Abstract
The Meningococcus Genome Informatics Platform (MGIP) is a suite of computational tools for the analysis of multilocus sequence typing (MLST) data, at http://mgip.biology.gatech.edu. MLST is used to generate allelic profiles to characterize strains of Neisseria meningitidis, a major cause of bacterial meningitis worldwide. Neisseria meningitidis strains are characterized with MLST as specific sequence types (ST) and clonal complexes (CC) based on the DNA sequences at defined loci. These data are vital to molecular epidemiology studies of N. meningitidis, including outbreak investigations and population biology. MGIP analyzes DNA sequence trace files, returns individual allele calls and characterizes the STs and CCs. MGIP represents a substantial advance over existing software in several respects: (i) ease of use—MGIP is user friendly, intuitive and thoroughly documented; (ii) flexibility—because MGIP is a website, it is compatible with any computer with an internet connection, can be used from any geographic location, and there is no installation; (iii) speed—MGIP takes just over one minute to process a set of 96 trace files; and (iv) expandability—MGIP has the potential to expand to more loci than those used in MLST and even to other bacterial species.
INTRODUCTION
Epidemiological surveillance of Neisseria meningitidis necessitates molecular typing. Standard methods for molecular typing include, but are not limited to, restriction fragment length polymorphism (1), pulsed field gel electrophoresis (2), multilocus sequence typing (MLST) (3,4), and porA, porB and fetA typing (5–7). MLST is the most modern and widely used of these approaches, and it provides an unambiguous method for typing bacterial strains (8). In MLST, specific regions of seven housekeeping genes are sequenced, their alleles are determined, and then the allele calls are concatenated to produce a profile called the sequence type (ST), which may then be grouped into a larger population called a clonal complex (CC). MLST analysis used in conjunction with the molecular typing methods listed above can provide evidence of possible genetic and epidemiological relatedness of strains identified during outbreak investigations and routine surveillance (9).

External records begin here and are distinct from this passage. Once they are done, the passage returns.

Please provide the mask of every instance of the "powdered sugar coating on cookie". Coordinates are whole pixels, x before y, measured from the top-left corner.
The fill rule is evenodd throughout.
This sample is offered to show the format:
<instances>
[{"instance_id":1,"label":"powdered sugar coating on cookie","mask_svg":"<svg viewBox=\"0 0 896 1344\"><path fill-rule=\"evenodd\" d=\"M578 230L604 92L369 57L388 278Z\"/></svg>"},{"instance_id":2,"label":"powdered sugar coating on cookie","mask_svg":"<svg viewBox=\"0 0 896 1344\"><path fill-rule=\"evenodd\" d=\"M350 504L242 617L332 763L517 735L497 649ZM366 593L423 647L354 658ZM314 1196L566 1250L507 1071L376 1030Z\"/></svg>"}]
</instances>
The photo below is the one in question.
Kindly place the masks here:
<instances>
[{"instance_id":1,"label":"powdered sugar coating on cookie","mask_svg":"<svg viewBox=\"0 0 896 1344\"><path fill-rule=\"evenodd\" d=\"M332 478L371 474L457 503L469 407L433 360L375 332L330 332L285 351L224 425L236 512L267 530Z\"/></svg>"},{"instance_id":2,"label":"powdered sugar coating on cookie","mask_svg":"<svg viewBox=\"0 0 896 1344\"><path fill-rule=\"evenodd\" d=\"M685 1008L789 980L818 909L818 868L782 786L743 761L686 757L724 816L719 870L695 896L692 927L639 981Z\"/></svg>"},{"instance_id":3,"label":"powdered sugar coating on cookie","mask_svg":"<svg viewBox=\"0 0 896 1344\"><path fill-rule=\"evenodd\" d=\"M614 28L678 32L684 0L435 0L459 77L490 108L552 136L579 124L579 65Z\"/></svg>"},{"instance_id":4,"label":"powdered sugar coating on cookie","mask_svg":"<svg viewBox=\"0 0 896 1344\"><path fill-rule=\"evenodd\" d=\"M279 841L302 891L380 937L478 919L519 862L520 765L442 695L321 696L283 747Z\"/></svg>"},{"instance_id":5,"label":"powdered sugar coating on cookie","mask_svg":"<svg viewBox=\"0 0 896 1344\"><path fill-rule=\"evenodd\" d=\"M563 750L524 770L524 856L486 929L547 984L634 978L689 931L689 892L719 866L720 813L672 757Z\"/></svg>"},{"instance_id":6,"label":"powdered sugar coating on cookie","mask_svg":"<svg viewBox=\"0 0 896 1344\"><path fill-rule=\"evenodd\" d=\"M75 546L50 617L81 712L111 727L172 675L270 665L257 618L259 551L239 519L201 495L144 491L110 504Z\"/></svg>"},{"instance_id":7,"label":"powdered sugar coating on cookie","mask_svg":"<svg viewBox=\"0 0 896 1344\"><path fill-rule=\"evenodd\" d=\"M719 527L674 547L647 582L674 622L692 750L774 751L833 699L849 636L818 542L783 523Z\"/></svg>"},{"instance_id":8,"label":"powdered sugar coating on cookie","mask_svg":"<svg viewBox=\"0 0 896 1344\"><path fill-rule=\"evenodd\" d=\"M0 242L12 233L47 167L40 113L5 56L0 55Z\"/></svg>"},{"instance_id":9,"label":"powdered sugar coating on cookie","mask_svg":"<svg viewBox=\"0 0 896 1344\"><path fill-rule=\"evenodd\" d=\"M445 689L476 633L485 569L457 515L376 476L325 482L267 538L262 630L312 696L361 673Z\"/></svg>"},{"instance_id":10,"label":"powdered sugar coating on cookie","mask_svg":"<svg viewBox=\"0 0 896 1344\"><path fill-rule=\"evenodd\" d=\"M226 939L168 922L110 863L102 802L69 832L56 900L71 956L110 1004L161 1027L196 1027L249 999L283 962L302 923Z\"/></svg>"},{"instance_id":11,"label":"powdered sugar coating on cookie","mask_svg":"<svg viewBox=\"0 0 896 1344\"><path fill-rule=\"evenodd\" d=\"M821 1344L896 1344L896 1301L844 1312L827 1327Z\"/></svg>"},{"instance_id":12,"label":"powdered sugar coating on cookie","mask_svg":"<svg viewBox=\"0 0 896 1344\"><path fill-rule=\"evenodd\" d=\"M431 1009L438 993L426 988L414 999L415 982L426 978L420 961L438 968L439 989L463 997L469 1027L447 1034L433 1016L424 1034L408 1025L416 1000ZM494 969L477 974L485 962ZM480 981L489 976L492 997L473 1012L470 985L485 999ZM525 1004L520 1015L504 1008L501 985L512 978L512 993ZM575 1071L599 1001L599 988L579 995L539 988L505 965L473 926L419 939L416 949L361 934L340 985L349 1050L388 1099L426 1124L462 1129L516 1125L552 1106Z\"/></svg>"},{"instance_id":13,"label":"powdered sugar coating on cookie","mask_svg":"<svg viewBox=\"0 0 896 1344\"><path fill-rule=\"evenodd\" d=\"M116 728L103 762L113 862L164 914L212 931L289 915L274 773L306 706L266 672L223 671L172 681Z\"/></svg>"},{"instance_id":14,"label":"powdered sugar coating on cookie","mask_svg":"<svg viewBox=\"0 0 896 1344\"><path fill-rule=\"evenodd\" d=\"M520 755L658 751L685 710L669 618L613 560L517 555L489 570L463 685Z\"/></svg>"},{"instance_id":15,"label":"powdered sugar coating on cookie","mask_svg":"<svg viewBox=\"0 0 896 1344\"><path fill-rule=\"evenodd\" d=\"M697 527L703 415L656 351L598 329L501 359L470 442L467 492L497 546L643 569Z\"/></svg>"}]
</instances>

Epidemiological surveillance laboratories world-wide perform MLST using PCR and Sanger sequencing. Standard primers are used to amplify each of the seven loci, and the PCR fragments are then characterized using dye-terminator sequencing. The resulting trace files are interpreted by a computer or a human and are converted into unambiguous sequences (base calling). Some computer programs that will make base calls are Phred (10,11) and SeqMan (DNASTAR SeqMan Pro, Madison, WI). If there is more than one sequence read per locus, then those sequences must be assembled to generate a single consensus sequence. Computer programs that can perform assembly include Phrap (12) and SeqMan. The last step in MLST analysis is to determine the allele of the gene by comparing the consensus sequence of the trace files to a database of known allele sequences. In MLST, even a single nucleotide difference is sufficient to define a new allele and thus the comparison between the consensus sequence and the allelic database must be unambiguous.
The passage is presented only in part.